We have several clients this season who, having seen great results with a website we built and managed for them, have come back to us for another website. It’s hard to think of a nicer compliment. One of these clients said, “Let’s talk about blogging. We really didn’t do that with the first website.”
Actually, we did. The number of unique visitors to that website has grown more than 12,000% in two years, and you don’t get that without blogging.
But our three posts a week — plus unscheduled posts by their in-house team — are presented as articles. We built the site with the blog post categories as the main navigation through the website, and the word “blog” doesn’t appear anywhere on the website.
It doesn’t have to. You can get the benefits of blogging, which include increased authority, growing traffic, and increased value to your visitors, without calling your blog a blog.
Sometimes, as with the client I mentioned above, you want to use your blog posts in different ways and send them to different places. The insurance site below pulls most blog posts to the “Articles” page, but also uses posts on other pages for other purposes. No single page is the only place to read new content.
For other sites, the blog is a blog, but the name “Blog” doesn’t convey the feeling they want.
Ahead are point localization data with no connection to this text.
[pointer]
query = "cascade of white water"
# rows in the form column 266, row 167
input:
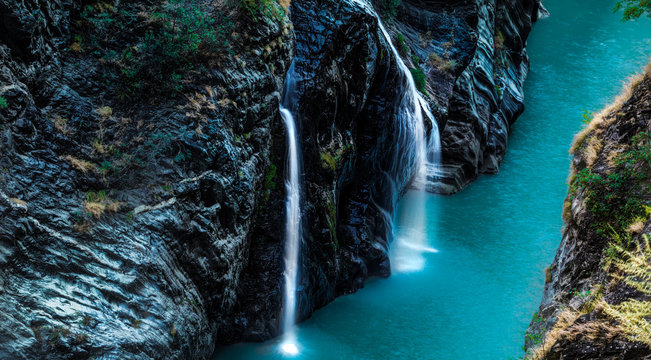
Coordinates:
column 411, row 244
column 293, row 224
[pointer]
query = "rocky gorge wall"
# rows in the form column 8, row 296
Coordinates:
column 597, row 299
column 143, row 222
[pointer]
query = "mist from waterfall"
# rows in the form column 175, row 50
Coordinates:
column 293, row 219
column 410, row 245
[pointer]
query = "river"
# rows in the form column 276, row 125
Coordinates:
column 474, row 297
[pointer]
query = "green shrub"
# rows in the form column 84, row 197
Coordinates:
column 402, row 45
column 390, row 8
column 616, row 199
column 267, row 9
column 633, row 9
column 185, row 32
column 419, row 79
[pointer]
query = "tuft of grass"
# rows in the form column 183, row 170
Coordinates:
column 634, row 316
column 614, row 198
column 419, row 79
column 447, row 66
column 498, row 40
column 17, row 201
column 98, row 203
column 61, row 124
column 105, row 111
column 403, row 49
column 390, row 8
column 606, row 116
column 328, row 161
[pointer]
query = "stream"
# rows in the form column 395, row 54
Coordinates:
column 472, row 294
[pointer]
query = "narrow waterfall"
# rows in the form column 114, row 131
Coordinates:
column 411, row 243
column 293, row 220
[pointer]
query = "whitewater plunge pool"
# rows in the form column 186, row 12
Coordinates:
column 474, row 298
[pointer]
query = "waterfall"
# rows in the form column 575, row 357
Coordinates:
column 293, row 219
column 411, row 244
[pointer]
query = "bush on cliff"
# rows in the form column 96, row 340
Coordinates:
column 633, row 9
column 419, row 79
column 611, row 197
column 265, row 8
column 390, row 8
column 184, row 32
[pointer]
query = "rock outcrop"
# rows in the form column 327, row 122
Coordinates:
column 142, row 205
column 125, row 221
column 597, row 299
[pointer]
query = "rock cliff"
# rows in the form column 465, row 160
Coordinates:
column 142, row 169
column 597, row 299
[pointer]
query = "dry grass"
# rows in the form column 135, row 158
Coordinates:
column 592, row 149
column 98, row 203
column 18, row 202
column 80, row 165
column 634, row 269
column 61, row 124
column 636, row 227
column 565, row 319
column 105, row 111
column 444, row 65
column 567, row 210
column 499, row 40
column 285, row 4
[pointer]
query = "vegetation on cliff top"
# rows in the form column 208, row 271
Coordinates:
column 633, row 9
column 613, row 187
column 167, row 46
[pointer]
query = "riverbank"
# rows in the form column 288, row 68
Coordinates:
column 597, row 298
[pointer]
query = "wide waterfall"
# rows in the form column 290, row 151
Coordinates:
column 293, row 220
column 411, row 244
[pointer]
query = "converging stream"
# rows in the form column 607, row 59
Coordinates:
column 479, row 275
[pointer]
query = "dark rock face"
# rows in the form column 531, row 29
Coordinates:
column 487, row 97
column 585, row 312
column 140, row 226
column 357, row 164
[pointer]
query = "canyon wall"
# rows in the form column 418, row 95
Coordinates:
column 145, row 221
column 597, row 299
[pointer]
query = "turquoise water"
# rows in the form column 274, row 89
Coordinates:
column 474, row 297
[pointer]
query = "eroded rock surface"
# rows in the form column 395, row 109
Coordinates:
column 149, row 223
column 597, row 298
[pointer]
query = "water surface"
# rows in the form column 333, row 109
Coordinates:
column 473, row 299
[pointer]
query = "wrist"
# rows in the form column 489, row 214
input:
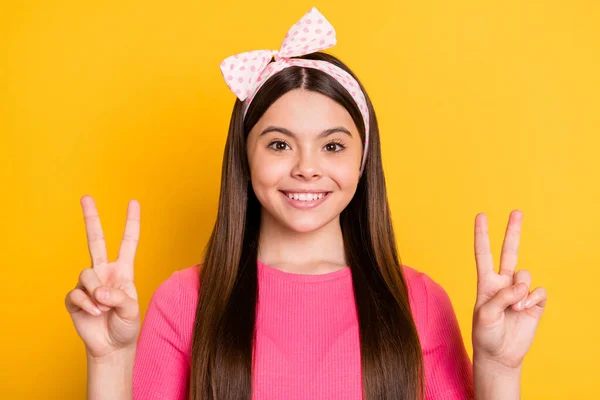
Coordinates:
column 122, row 356
column 491, row 366
column 496, row 381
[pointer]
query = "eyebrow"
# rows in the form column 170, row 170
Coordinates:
column 323, row 134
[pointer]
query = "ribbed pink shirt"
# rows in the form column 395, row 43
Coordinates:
column 307, row 343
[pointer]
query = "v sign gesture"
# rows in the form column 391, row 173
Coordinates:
column 506, row 315
column 104, row 304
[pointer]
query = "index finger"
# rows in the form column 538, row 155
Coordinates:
column 95, row 235
column 510, row 246
column 483, row 254
column 131, row 237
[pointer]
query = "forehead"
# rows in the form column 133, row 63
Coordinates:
column 306, row 112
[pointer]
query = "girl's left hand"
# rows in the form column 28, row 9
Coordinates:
column 506, row 315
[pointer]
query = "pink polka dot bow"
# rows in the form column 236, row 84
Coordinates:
column 246, row 72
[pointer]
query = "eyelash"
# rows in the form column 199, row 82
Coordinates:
column 335, row 141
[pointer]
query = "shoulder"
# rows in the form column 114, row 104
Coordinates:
column 429, row 301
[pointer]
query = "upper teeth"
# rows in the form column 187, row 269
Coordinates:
column 305, row 196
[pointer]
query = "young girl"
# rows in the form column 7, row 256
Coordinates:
column 301, row 294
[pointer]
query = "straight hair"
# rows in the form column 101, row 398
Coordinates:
column 224, row 327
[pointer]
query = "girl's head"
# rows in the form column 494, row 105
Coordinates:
column 303, row 132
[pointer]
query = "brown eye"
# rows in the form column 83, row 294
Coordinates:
column 278, row 145
column 334, row 147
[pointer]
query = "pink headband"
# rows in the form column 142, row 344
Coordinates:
column 246, row 72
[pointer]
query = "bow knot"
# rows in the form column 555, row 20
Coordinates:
column 243, row 72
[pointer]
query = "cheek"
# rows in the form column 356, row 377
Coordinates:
column 267, row 175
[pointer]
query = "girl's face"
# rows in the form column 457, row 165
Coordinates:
column 304, row 155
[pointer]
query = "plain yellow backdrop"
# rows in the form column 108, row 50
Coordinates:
column 484, row 106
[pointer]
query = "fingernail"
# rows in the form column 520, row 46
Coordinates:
column 518, row 288
column 520, row 305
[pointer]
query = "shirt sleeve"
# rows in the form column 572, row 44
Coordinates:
column 161, row 366
column 448, row 369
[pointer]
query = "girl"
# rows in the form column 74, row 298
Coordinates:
column 301, row 294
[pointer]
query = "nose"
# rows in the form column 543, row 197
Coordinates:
column 307, row 166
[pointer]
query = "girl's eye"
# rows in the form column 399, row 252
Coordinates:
column 280, row 145
column 334, row 147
The image at the top of this post is from outdoor supplier Uncle Sam’s, where the blog is called “What’s New?” and is both in the main navigation and pulled to the front page. We’ve used plenty of other descriptive names for blogs, including “In the Know.
We often use “News,” especially when clients plan to do their own blogging and don’t want to be pinned down to a regular schedule.
It’s simple to use blogging technology, but give your blog section a name that suits your organization, your planned use of the blog, and your resources.